The Hidden Cost of Distributed Transactions

Two-phase commit feels free in the happy path. Then a coordinator dies mid-prepare and you learn exactly what "blocking protocol" means.

Two-phase commit is one of those ideas that looks trivial on a whiteboard. The coordinator asks every participant to prepare, everyone votes yes, the coordinator says commit, done. The happy path is so clean that it's easy to ship it and move on.

Then production happens. A participant votes yes, moves into the prepared state — holding locks — and waits for the decision. The coordinator picks that exact moment to crash. Now the participant is stuck: it can't commit without permission and can't abort without risking a split decision. It holds those locks until the coordinator comes back. That's what "blocking protocol" means, and it's not in the diagram.

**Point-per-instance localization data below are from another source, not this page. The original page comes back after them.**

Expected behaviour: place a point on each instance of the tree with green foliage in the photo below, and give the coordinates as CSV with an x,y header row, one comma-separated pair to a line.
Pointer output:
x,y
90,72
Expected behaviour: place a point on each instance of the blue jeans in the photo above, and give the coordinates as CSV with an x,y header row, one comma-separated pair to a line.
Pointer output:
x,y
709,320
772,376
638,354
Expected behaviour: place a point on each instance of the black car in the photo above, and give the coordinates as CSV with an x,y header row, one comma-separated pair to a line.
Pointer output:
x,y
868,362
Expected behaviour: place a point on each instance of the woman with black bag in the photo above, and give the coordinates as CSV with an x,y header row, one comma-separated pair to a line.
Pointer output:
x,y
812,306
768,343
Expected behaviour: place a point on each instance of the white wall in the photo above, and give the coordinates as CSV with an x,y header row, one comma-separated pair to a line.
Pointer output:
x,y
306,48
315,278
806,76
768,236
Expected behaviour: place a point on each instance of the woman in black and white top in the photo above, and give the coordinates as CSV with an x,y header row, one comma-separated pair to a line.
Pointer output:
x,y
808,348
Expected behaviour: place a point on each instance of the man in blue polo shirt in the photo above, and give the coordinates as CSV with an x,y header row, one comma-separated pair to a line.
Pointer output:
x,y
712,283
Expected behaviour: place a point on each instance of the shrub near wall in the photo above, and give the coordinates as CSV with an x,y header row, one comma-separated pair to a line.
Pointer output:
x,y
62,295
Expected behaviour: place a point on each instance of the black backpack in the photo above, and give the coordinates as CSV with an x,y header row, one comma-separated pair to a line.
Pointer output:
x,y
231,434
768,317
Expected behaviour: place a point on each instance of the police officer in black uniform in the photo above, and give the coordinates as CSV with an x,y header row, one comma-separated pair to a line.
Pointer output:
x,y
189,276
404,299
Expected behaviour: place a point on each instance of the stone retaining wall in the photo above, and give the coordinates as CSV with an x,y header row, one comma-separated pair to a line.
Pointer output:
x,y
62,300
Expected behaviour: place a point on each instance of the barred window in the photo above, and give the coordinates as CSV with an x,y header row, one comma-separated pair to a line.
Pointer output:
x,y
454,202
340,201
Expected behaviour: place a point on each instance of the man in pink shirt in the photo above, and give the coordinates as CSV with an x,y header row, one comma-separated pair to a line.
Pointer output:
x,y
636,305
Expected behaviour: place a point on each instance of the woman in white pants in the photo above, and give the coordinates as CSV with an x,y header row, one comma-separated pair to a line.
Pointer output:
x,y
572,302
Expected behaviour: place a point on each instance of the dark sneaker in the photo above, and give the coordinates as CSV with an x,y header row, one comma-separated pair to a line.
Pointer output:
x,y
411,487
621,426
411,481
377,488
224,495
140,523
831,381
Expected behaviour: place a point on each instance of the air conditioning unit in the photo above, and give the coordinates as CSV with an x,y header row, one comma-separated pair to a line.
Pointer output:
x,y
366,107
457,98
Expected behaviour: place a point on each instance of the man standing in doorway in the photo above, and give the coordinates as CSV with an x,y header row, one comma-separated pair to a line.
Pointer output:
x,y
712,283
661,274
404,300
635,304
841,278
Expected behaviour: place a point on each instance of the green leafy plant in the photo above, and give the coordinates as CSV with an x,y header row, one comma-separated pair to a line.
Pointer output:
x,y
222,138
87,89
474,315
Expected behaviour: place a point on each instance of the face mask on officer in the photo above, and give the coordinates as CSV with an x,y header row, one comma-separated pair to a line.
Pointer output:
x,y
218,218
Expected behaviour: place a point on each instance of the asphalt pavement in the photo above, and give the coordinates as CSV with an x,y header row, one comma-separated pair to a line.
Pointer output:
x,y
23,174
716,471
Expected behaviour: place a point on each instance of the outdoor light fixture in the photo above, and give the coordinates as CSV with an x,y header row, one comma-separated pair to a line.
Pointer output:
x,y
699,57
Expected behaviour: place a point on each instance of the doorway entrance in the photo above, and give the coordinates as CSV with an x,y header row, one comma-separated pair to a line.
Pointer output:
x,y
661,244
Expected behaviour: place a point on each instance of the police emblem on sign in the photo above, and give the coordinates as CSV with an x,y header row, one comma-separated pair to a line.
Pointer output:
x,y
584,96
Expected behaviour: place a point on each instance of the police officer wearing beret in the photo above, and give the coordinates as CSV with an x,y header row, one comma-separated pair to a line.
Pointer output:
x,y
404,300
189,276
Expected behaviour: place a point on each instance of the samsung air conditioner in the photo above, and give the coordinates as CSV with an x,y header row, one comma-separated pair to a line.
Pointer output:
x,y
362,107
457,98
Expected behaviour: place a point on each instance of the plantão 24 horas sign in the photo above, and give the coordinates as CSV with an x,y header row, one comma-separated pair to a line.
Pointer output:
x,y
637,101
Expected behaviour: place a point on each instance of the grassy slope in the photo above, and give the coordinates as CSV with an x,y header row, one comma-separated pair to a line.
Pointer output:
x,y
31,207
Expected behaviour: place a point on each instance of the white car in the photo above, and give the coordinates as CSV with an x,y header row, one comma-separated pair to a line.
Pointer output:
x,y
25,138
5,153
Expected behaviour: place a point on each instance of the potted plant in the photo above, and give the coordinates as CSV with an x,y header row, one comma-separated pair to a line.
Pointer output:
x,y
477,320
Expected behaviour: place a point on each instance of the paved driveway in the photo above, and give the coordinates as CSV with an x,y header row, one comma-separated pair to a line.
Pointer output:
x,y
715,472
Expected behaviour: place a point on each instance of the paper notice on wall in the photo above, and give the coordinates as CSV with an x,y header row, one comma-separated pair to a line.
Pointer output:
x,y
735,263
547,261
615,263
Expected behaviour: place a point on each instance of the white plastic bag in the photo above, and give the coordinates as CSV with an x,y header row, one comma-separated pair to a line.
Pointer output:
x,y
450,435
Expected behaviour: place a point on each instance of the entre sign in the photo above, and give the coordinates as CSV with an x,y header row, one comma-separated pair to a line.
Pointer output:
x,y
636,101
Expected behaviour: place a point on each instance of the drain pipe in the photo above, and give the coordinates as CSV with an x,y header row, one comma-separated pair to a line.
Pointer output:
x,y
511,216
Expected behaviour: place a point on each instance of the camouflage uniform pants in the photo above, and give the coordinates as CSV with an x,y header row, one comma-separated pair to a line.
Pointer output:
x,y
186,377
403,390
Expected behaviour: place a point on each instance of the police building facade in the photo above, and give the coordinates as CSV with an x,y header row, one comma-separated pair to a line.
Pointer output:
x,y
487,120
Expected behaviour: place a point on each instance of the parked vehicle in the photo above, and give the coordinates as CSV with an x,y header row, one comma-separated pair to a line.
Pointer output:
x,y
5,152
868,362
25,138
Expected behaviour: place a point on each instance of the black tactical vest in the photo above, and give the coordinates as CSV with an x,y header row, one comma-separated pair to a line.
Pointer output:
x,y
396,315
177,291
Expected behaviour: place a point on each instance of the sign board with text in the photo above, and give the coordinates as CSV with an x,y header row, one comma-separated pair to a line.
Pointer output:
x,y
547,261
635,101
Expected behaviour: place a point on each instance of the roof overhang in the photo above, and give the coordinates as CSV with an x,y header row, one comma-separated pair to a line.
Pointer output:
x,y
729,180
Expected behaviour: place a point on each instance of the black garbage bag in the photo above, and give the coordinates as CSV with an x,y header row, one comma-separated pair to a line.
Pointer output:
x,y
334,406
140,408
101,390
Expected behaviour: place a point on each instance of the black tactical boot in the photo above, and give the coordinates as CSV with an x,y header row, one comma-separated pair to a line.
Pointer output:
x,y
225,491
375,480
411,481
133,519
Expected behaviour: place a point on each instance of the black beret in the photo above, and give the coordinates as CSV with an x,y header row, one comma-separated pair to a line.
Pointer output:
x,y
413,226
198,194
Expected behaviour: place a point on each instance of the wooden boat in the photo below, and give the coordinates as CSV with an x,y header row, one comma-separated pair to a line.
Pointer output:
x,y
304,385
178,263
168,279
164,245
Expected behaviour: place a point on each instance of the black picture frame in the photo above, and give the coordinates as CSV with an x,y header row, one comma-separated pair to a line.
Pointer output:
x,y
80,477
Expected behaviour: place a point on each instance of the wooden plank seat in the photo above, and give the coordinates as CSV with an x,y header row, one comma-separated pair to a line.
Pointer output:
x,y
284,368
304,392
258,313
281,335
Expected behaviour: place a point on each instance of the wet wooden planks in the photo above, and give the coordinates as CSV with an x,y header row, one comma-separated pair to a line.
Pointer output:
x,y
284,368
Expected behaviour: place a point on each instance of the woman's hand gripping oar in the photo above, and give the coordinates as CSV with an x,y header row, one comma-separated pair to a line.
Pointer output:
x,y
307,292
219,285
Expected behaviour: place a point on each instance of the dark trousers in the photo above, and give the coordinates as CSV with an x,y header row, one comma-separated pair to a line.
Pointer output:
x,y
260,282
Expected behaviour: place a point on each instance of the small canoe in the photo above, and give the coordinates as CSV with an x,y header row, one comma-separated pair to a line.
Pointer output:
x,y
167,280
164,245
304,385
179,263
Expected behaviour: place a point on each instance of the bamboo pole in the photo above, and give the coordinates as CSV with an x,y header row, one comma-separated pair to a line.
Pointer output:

# prepared is the dangerous state

The prepared window is where all the pain lives. Every millisecond a participant spends prepared is a millisecond of held locks and blocked throughput. Shrinking that window — faster coordinators, tighter timeouts, fewer participants — buys you more than any clever optimization elsewhere.

2PC doesn't remove failure. It concentrates it into the coordinator and dares you to keep that node alive.

# when to just say no

Often the right answer is to not need a distributed transaction at all: co-locate the data that changes together, or restructure the operation as an idempotent saga you can retry. A protocol that blocks on a single point of failure should be a last resort, not a default.